Several non-invasive screening risk score charts have been developed and proved to be feasible, less time consuming, and cost effective in detecting T2DM in comparison to the traditional screening that relied for long time on invasive, inconvenient, and expensive techniques including blood sampling. [11, 12] The Finnish Diabetes Risk Score (FINDRISC) has been widely adopted in many European countries and proved to be a valid inexpensive risk assessment tool for T2DM. The German Diabetes Risk Score (GDRS) is another model for identification of individuals at high risk for T2DM and screening for undiagnosed DM, in the German population. [13, 14]

The Australian type 2 Diabetes Risk assessment tool (AUSDRISK) was developed by the Australian Commonwealth Department of Health and Ageing in 2008 to estimate the probability of a person developing T2DM within the next five years based on multiple risk factors [15]. It was rec alibrated into Arabic language and the AUSDRISK Arabic version was proved to be useful in an Egyptian context as a valid and reliable predictive tool. [16]

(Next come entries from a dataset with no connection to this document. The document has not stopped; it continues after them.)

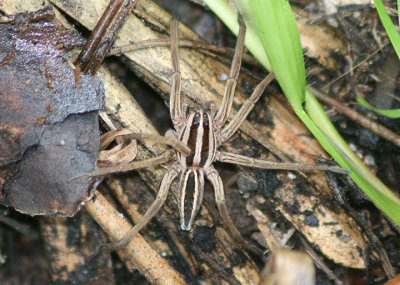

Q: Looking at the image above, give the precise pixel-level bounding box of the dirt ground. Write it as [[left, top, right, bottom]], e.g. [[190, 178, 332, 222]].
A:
[[0, 0, 400, 284]]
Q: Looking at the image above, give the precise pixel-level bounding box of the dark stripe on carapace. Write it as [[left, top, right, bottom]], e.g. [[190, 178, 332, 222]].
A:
[[186, 112, 210, 167], [200, 113, 210, 166], [184, 172, 196, 226]]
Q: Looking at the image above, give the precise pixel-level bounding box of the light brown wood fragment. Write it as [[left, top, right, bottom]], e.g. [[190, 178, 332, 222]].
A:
[[86, 193, 186, 284]]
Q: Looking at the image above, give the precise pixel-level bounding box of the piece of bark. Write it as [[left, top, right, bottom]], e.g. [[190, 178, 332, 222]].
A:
[[0, 8, 104, 216], [48, 1, 366, 268], [40, 212, 115, 284]]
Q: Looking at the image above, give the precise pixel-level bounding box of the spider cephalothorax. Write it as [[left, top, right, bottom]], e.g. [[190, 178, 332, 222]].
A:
[[83, 20, 346, 247]]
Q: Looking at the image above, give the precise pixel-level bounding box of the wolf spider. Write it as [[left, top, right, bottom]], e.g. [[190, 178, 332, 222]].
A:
[[85, 20, 347, 248]]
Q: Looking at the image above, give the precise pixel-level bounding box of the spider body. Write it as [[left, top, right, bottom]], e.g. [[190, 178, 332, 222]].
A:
[[89, 20, 347, 247]]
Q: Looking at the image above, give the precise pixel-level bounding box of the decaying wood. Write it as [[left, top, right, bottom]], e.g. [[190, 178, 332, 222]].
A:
[[40, 215, 114, 284], [86, 189, 186, 284], [47, 1, 372, 268], [2, 0, 394, 284]]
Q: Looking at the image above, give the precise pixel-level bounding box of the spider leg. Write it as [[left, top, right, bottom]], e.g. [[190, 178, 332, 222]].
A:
[[169, 19, 186, 127], [218, 73, 275, 143], [71, 150, 174, 181], [92, 163, 180, 252], [101, 129, 190, 155], [215, 151, 349, 174], [206, 166, 243, 243], [214, 23, 246, 130]]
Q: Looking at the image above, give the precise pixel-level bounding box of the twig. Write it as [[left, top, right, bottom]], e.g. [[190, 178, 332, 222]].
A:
[[310, 87, 400, 147], [85, 193, 186, 284]]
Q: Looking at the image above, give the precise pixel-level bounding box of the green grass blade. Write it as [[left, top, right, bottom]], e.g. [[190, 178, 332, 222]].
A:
[[204, 0, 400, 225], [374, 0, 400, 59]]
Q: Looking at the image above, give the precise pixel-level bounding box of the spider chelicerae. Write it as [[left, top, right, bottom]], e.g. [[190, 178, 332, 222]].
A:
[[79, 19, 347, 248]]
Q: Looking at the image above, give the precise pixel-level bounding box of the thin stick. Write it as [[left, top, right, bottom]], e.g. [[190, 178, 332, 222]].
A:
[[85, 189, 186, 284], [311, 88, 400, 147], [216, 151, 349, 174]]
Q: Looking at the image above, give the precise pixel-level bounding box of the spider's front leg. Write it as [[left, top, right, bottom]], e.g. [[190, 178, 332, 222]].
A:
[[169, 19, 187, 133], [97, 162, 181, 252]]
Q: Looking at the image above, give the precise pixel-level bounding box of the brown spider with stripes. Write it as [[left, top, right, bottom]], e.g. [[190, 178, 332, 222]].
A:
[[79, 20, 347, 248]]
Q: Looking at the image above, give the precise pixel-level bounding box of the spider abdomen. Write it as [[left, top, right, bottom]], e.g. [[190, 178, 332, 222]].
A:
[[180, 111, 215, 167]]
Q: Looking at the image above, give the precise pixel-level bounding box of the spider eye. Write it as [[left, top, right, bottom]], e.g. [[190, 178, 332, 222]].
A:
[[193, 113, 201, 126], [203, 113, 209, 126]]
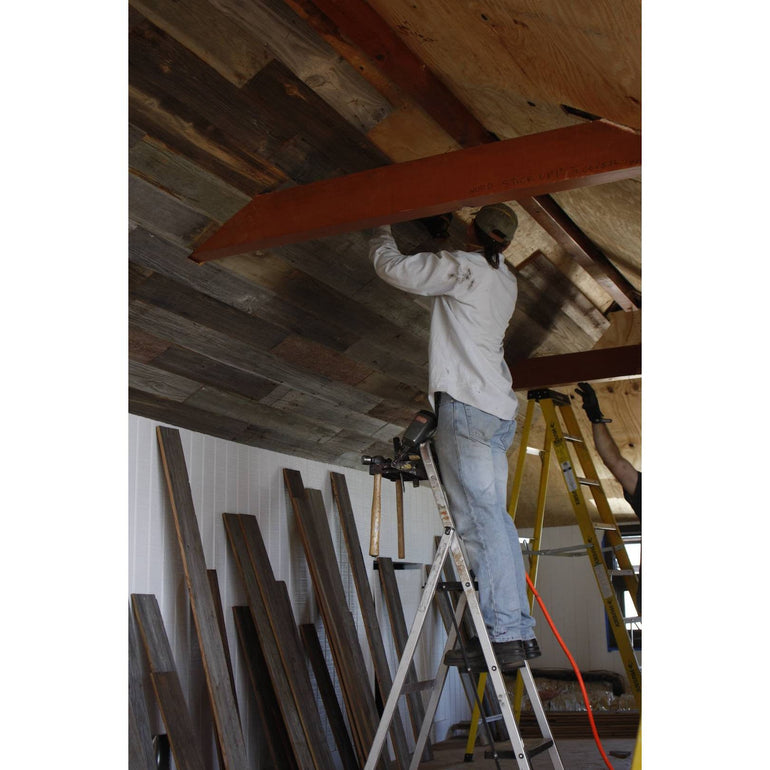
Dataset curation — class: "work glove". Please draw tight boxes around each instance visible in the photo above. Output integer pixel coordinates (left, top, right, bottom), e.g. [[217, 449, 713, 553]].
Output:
[[575, 382, 612, 422]]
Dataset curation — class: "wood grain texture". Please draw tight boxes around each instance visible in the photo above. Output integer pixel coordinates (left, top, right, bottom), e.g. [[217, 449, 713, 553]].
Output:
[[131, 594, 204, 770], [157, 427, 246, 770], [233, 607, 298, 770], [299, 623, 359, 770], [329, 471, 410, 768]]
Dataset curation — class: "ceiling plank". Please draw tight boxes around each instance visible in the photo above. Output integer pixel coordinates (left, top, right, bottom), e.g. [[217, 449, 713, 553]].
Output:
[[191, 120, 642, 262], [518, 195, 642, 311], [511, 345, 642, 390]]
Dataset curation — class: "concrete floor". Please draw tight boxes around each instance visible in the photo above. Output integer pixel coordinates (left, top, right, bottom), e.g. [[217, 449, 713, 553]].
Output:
[[420, 738, 636, 770]]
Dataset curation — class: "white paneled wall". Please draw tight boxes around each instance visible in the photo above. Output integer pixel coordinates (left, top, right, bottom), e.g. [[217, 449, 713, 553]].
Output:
[[129, 415, 468, 768], [519, 525, 641, 675]]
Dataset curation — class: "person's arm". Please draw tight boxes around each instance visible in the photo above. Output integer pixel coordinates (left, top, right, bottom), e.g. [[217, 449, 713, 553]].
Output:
[[575, 382, 639, 495], [591, 422, 639, 495], [369, 225, 470, 297]]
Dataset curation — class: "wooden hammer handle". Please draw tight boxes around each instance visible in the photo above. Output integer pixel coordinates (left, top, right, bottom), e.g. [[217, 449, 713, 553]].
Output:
[[396, 479, 404, 559], [369, 473, 382, 556]]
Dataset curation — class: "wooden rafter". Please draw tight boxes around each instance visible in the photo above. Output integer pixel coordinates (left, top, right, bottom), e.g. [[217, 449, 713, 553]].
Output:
[[274, 0, 641, 311], [191, 121, 642, 262], [510, 345, 642, 390]]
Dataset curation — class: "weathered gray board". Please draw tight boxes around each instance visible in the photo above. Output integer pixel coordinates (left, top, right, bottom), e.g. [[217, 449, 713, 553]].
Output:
[[157, 426, 247, 770], [131, 594, 205, 770]]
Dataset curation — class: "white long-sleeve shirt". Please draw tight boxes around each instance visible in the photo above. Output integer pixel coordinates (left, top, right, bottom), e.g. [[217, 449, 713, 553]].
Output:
[[369, 225, 518, 420]]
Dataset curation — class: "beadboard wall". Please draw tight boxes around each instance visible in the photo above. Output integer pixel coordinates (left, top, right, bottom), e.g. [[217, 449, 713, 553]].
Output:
[[129, 415, 468, 770]]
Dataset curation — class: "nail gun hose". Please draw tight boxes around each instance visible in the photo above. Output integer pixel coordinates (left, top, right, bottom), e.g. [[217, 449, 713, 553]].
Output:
[[526, 575, 614, 770]]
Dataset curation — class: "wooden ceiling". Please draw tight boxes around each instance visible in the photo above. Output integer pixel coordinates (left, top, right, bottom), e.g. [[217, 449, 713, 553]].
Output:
[[128, 0, 641, 516]]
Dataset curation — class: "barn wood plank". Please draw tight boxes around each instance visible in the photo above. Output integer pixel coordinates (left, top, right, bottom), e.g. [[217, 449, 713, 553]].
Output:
[[131, 594, 204, 770], [211, 0, 393, 132], [128, 174, 217, 247], [377, 556, 433, 762], [128, 137, 249, 222], [511, 345, 642, 390], [128, 227, 360, 351], [148, 344, 276, 401], [238, 515, 331, 770], [233, 606, 298, 770], [519, 195, 641, 311], [129, 301, 378, 412], [128, 612, 156, 770], [280, 0, 496, 147], [283, 468, 385, 768], [329, 471, 410, 768], [128, 85, 286, 196], [152, 426, 246, 770], [191, 121, 641, 262], [131, 0, 272, 86], [129, 274, 288, 350], [299, 623, 359, 770], [222, 513, 316, 768], [516, 250, 610, 341]]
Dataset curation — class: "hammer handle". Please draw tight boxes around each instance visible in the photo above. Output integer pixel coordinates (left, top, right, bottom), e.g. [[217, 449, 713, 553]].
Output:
[[396, 479, 404, 559], [369, 473, 382, 556]]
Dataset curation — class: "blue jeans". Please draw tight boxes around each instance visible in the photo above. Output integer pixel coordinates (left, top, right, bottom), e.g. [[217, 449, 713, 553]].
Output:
[[434, 393, 535, 642]]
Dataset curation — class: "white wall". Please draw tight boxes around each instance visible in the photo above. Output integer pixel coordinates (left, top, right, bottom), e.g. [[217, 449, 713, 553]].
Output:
[[129, 415, 468, 768], [519, 525, 641, 675]]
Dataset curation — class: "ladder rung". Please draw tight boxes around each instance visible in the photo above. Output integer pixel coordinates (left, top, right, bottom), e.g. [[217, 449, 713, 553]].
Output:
[[401, 679, 436, 695]]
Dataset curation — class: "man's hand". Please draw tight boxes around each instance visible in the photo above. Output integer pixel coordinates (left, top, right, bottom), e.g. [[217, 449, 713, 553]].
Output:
[[575, 382, 612, 422]]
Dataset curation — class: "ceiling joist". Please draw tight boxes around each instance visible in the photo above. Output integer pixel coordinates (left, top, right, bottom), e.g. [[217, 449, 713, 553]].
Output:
[[191, 121, 642, 262]]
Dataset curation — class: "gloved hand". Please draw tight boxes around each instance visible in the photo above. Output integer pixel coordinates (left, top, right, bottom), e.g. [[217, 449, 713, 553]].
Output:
[[575, 382, 612, 422]]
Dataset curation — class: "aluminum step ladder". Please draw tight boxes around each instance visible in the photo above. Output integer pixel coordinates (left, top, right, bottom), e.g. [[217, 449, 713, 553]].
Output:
[[364, 441, 564, 770]]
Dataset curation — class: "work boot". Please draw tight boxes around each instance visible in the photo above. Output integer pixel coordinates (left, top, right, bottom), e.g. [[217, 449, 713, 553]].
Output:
[[444, 636, 524, 674]]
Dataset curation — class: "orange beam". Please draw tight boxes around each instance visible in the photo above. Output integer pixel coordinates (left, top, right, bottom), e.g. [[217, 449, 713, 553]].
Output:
[[191, 120, 642, 262], [510, 345, 642, 390]]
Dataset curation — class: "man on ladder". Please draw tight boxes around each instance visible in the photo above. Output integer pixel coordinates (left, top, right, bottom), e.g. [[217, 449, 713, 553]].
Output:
[[369, 203, 540, 673]]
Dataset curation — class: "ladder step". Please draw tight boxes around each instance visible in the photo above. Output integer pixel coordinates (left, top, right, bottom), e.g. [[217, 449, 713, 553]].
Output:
[[484, 738, 553, 759]]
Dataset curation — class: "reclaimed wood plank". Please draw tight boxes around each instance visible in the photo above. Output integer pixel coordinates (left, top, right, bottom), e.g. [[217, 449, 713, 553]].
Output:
[[233, 606, 298, 770], [128, 613, 156, 770], [329, 471, 410, 768], [131, 594, 204, 770], [231, 514, 331, 770], [299, 623, 359, 770], [377, 556, 433, 762], [283, 468, 386, 769], [128, 84, 287, 196], [210, 0, 393, 132], [157, 426, 247, 770], [128, 227, 360, 351], [222, 513, 315, 768], [131, 0, 272, 86], [128, 137, 250, 222]]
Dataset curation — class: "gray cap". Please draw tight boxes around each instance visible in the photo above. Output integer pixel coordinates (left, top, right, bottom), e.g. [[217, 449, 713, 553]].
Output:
[[475, 203, 519, 245]]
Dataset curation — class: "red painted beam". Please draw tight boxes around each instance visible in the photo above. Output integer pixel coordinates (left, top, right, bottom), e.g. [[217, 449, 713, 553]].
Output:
[[510, 345, 642, 390], [191, 120, 642, 262]]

The bottom line is that T2DM is an ever-growing, ever-expanding disease of chronic natural history preceded by a long asymptomatic period and causes a variety of debilitating micro-vascular and macro-vascular complications that adversely affect individual health and productivity. The current study refers to the community-based screening as an invaluable approach to reach the apparently healthy individuals who are at risk of T2DM for early appropriate non-pharmaceutical and pharmaceutical intervention.


The current study aimed to conduct a community-based screening for T2DM to estimate the prevalence of undiagnosed DM and to assess the AUSDRISK Arabic version as a screening tool among Egyptians.

A cross-sectional study was conducted at Damanhur district of El Behera Governorate in Egypt. Based on the prevalence of undiagnosed DM was about 5% [2]. A minimum required sample of 706 adults was required to detect a sensitivity with 81.3% of AUSDRISK. [17] By using precision = 5% with alpha error = 0.05. [18] 719 adults were eligible for the participation of this study aging 18 years or more and not known to be diabetics (as revealed by history taking) and recruited to participate in the study with exclusion of pregnant females or those who had advanced decompensated organ disease.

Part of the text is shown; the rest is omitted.